The Phillies 6-5 victory over the Cubs, after a 5-0 deficit early on, just felt right. And it wouldn’t have happened without the timely offense and accurate defense. Hey, how about that Chase Utley diving stop to end the game?  Atta boy, Chase. We sure do like you.

Then there was John Mayberry’s outfield assist in the bottom of the seventh. Man, that was cool. Look, MLB.com has labeled it “Mayberry’s strong throw.” Let’s all re-live that moment.

[Watches replay]

My god, that was ****ing terrible.

If a mother outfield assist had given birth to a litter of outfield assists, that’s the one she would have let all the others devour alive. Let us examine the two distinct sides that make this a terrible-looking out, but still technically an outfield assist that MLB.com is forced to acknowledge and compliment. 

THE ‘WTF JOHN MAYBERRY’ SIDE

Hey, it got the runner out and preserved the lead. Besides, how does it compare to both of these now legendary outfield cease and desists.

But, let’s leave both of those former Phillies starting outfielders out of this. This is about John Mayberry and John Mayberry alone.

Mayberry isn’t a super defensive ball player. He’s really not a super ball player.  He’s in a 17-way tie for 82nd place in the league in outfield assists, with three.  No one is expecting Gold or even Styrofoam Glove-defense from him out there. But this play was notable because it had all the characteristics of a Mayberrying with the end result of more of a Browning.

“It’s gonna trickle to the plate,” Tom McCarthy broadcasted, with ‘trickle’ being a baseball term we use to describe exceptionally ‘strong’ throws. Chris Wheeler spent the next few minutes grappling with the decision to say a bad thing about something, and in the end, even he couldn’t summon any positive energy. Lately, those brave enough to try and say something complimentary about Mayberry just wind up saying an insult in the style of a compliment.

“That thing looked like it took four hops,” Wheeler finally confessed.

Just three, actually, Wheels, but we appreciate your descent into madness.

1.

2.

3.

As McCarthy wound up putting it, “Navarro has nothing in his legs, and the ball won the race to the plate.” So yes, we credit the will power of the baseball mostly for this one, as he did not have a great burst of momentum behind him. Somewhere in the stands, that baseball’s ex-wife watched their kids celebrate daddy’s big play at the plate, and wondered if maybe, just maybe, it was time to dump that frisbee she’d started dating and take him back.

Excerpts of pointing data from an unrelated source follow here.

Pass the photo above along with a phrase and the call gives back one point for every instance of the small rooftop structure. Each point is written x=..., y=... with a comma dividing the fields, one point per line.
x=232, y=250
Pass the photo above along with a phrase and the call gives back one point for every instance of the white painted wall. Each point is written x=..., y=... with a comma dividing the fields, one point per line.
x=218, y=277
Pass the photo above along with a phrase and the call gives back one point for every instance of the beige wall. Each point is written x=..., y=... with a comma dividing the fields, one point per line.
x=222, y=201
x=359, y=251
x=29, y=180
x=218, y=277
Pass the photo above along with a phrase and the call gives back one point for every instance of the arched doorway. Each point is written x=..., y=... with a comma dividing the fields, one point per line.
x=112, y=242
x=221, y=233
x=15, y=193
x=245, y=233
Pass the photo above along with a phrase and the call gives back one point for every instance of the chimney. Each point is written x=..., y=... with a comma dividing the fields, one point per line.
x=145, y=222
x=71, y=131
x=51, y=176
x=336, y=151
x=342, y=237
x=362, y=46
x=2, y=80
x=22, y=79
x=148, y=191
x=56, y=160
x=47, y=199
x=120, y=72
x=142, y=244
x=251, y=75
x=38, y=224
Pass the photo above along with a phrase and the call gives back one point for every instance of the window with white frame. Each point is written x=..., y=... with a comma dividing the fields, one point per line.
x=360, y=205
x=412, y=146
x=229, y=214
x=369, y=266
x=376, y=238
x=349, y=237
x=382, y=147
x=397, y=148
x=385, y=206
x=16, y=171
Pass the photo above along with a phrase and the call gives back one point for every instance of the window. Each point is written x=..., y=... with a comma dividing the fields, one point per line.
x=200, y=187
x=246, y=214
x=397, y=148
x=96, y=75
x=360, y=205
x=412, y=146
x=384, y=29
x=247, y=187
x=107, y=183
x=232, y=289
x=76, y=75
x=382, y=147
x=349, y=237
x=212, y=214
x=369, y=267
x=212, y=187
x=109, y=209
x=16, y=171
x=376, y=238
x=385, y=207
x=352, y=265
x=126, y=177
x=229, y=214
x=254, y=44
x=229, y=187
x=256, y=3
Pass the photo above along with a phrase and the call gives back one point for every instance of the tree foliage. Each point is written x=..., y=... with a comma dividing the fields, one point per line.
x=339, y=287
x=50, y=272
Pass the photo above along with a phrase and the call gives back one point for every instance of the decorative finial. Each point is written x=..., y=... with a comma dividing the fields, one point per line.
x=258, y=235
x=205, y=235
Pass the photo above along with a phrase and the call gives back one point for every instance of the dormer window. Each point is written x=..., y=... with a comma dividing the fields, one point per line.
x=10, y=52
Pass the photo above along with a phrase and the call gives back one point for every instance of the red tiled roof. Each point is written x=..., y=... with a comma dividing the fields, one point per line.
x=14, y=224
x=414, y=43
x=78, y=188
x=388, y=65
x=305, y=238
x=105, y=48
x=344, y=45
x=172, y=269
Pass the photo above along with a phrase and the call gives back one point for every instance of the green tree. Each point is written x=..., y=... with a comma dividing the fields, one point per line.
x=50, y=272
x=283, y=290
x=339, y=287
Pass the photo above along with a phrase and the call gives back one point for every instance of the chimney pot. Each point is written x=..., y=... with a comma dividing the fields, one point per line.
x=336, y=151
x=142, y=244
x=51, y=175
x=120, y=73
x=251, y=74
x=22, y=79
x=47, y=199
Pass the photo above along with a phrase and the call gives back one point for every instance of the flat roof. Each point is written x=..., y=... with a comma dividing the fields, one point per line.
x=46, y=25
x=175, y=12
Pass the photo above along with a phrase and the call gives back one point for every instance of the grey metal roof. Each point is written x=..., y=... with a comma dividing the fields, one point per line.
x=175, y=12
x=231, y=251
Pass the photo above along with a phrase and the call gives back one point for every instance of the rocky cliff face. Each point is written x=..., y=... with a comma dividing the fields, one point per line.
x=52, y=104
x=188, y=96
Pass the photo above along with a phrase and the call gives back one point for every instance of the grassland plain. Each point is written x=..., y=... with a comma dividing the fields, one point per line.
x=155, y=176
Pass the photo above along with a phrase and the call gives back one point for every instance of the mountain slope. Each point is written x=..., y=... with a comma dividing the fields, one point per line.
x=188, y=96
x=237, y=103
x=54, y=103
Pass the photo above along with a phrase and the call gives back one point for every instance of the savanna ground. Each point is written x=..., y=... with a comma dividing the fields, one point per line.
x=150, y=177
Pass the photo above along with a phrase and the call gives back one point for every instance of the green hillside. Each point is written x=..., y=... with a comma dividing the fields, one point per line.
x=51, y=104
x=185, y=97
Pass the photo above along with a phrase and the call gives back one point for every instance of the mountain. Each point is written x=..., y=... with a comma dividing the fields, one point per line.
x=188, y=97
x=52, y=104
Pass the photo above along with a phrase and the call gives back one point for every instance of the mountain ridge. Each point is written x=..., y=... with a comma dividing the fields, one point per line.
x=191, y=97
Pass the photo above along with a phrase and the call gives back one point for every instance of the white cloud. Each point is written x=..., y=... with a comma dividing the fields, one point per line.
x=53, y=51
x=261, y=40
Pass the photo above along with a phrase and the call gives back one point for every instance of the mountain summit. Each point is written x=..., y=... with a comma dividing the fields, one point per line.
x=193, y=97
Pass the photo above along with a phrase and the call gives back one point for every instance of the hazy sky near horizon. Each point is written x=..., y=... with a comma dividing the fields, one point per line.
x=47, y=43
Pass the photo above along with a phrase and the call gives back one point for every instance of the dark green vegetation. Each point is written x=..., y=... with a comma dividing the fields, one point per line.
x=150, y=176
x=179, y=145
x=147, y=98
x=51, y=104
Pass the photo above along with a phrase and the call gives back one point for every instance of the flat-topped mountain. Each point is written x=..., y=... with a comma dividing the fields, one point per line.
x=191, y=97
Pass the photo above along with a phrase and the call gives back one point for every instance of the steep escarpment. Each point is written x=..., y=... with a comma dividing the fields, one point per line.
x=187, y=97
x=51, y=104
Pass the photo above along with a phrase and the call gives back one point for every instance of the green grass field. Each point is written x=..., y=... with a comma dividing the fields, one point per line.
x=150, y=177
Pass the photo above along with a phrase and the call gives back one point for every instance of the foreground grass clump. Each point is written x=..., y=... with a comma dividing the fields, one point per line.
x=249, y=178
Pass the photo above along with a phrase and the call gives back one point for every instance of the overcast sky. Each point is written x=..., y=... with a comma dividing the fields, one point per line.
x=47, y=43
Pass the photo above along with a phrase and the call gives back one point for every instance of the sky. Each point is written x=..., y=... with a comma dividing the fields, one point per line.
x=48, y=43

THE ‘DIONER NAVARRO RUNS LIKE A PARADE FLOAT’ SIDE

Base running is not the thing that makes Navarro a baseball player.  He’s like a rhinoceros with another rhinoceros strapped upside down to its back, with less foot speed. He hasn’t stolen a base in four years, and no one wants him too. If Dioner Navarro took off unannounced, there would be more panicked sighs in the dugout than when Bryce Harper starts tracking a ball toward the fence. This is probably the fastest he’s ever moved, and that’s just because of the force of Chase Utley’s blow as he tried to run through Navarro’s sternum.

In ten years of anxious glances from first base coaches, Navarro is an actually impressive 10-for-20 base stealer. That’s a 50% success rate. That’s better than Chase Utley, the smartest man in the world. Navarro also has a career Base Running Runs (BRR) total of -3.5, meaning his base running is so bad that it gives runs to the other team, I think.

But hey, that’s the price a guy pays when he’s a catcher who has zero qualms about being in the way when he’s on the other side of a play at the plate.  Like Mayberry’s arm, no one is expecting Navarro to win the Platinum Cleats or whatever is the base running equivalent of Gold Gloves.

Regardless, in the split second that you have as an outfielder to position yourself for a throw, if you have half of the split second to wonder, ‘Is the guy I’m about to try and get Dioner Navarro?’ and the answer is ‘Oh that’s right, yes it is!’ then congratulations, you’re probably a few seconds from an outfield assist.

Dioner Navarro should never be safe on that play, and yesterday, we scraped the bottom line of feasibility.